Thai shrimp producer/exporters appealed the decision of the Court of International Trade upholding the refusal of the International Trade Administration to grant an offset for interest income on long-term financial assets when calculating dumping margins, in the February 2007 - January 2008 AD administrative review of certain frozen warm water shrimp from Brazil, Ecuador, India, and Thailand. The Thai producers argued that the long-term financial assets on which they earned interest income was required to be held as collateral for credit lines used for day-to-day operating funds, and the ITA should therefore apply it as an offset to interest expense in the overhead expense ratio that the ITA calculates as a component of normal value (thereby reducing normal value and dumping margins).
The Court of International Trade has ruled, due to untimely claims, it cannot grant relief to two companies that sought refunds of EU beef hormone dispute duties assessed on merchandise entered after the duties were retroactively terminated. According to the CIT, the companies' complaints were filed more than two years after the action that triggered accrual of their claims -- which was the date CBP liquidated the entries and not the date of the CAFC's 2010 ruling that the retaliatory duties were terminated by operation of law in 2007.
The Court of Appeals for the Federal Circuit ruled that countervailing duties may not be imposed on goods from China or other non-market economies1, upholding a decision by the Court of International Trade, but on different grounds than the lower court, and overturning the attempts by the International Trade Administration since 2007 to apply CV duties to goods from China (a reversal of its earlier policy of not applying CVD law in NMEs).
Two companies with a challenge to the International Trade Administration’s practice of zeroing (eliminating non-dumped sales from the margin calculation) pending at the Court of International Trade sought to delay the adjudication of their case until four other cases that address the same issue, and that are at a more advanced stage, are definitively resolved. The companies, Myonic GmbH and New Hampshire Ball Bearings, Inc., argued that a stay would “promote judicial economy and enable all parties to conserve resources.”

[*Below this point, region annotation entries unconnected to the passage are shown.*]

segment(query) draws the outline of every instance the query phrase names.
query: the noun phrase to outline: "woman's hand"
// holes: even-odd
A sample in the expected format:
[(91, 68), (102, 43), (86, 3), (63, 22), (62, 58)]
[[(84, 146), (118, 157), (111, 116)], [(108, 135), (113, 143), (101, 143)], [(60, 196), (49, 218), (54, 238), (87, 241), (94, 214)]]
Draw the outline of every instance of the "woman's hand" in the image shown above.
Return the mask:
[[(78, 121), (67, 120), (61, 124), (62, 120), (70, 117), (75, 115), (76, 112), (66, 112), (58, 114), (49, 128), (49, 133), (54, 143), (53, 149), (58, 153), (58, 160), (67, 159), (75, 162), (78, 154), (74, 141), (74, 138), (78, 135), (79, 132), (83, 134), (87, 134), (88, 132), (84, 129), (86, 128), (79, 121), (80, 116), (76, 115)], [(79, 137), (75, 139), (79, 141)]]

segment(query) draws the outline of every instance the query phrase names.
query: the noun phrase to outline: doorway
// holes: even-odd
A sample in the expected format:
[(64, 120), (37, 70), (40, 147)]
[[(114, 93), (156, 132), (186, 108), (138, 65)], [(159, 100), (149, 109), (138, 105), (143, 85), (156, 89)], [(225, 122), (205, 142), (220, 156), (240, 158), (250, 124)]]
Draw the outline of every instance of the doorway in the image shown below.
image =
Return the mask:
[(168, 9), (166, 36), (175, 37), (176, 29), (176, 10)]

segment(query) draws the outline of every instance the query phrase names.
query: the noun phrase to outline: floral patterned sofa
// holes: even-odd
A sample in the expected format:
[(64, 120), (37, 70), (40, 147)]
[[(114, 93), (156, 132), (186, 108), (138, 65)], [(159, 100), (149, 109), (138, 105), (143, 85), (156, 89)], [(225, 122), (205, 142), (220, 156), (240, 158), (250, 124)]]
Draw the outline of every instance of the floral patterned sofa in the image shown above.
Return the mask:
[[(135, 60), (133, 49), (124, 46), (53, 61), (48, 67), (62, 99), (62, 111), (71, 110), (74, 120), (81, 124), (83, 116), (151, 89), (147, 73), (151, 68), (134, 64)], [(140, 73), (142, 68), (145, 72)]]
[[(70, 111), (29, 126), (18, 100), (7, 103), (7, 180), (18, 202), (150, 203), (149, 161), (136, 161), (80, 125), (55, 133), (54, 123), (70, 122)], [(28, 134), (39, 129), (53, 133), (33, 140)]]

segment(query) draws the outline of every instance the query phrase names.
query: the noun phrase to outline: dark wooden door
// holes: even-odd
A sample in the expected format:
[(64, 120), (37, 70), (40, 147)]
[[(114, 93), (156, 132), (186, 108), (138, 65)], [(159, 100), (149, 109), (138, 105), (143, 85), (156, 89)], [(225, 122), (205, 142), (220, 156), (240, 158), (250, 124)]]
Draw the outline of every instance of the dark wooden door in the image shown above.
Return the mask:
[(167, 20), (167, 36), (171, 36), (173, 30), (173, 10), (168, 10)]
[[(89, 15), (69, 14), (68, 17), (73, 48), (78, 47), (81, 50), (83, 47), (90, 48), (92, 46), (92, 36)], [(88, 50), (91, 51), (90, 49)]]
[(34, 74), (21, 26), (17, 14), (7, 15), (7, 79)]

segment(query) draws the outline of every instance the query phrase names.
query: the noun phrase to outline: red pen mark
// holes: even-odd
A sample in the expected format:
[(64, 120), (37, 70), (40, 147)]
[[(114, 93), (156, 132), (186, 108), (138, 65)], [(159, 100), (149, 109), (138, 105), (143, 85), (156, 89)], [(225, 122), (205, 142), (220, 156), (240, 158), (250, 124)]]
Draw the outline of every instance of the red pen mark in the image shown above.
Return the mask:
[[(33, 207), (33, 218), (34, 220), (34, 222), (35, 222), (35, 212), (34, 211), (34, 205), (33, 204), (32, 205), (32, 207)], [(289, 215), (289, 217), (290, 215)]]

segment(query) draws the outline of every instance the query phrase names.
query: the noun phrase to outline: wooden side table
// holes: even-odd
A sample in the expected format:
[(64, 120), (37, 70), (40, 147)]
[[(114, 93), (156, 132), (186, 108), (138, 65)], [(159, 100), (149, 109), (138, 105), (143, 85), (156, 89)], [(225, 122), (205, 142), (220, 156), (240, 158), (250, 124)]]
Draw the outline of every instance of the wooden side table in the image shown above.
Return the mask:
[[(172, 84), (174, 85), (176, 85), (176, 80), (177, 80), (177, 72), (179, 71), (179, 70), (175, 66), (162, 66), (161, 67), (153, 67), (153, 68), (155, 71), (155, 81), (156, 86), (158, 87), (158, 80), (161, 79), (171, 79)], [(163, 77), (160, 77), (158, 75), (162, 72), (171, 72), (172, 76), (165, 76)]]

The Court of International Trade has issued new remand instructions in the May 2005-April 2006 AD duty administrative review of ball bearings and parts thereof from France, Germany, Italy, Japan, Singapore, and the United Kingdom, following an earlier decision by the Court of Appeals for the Federal Circuit that permitted the use of third-party costs for the first time under the order but required an explanation of the approach from the International Trade Administration.
The Court of International Trade once again remanded to the International Trade Administration the agency‘s “separate rate” determination for Chinese producer/exporter Since Hardware (Guangzhou) Co., Ltd., in the August 2006 - July 2007 AD administrative review of floor-standing metal-top ironing tables and certain parts thereof from China.
The Court of International Trade has ruled in favor of U.S. Customs and Border Protection in Ford Motor Company v. U.S., denying Ford's claims for a refund of duties under NAFTA after untimely filing its NAFTA certificates of origin beyond the statutory one year limit. The CIT agreed with CBP that a valid refund claim exists only when the importer has filed all required documentation. As such, all components of a claim, including copies of the certificates of origin, must be filed within one year of importation.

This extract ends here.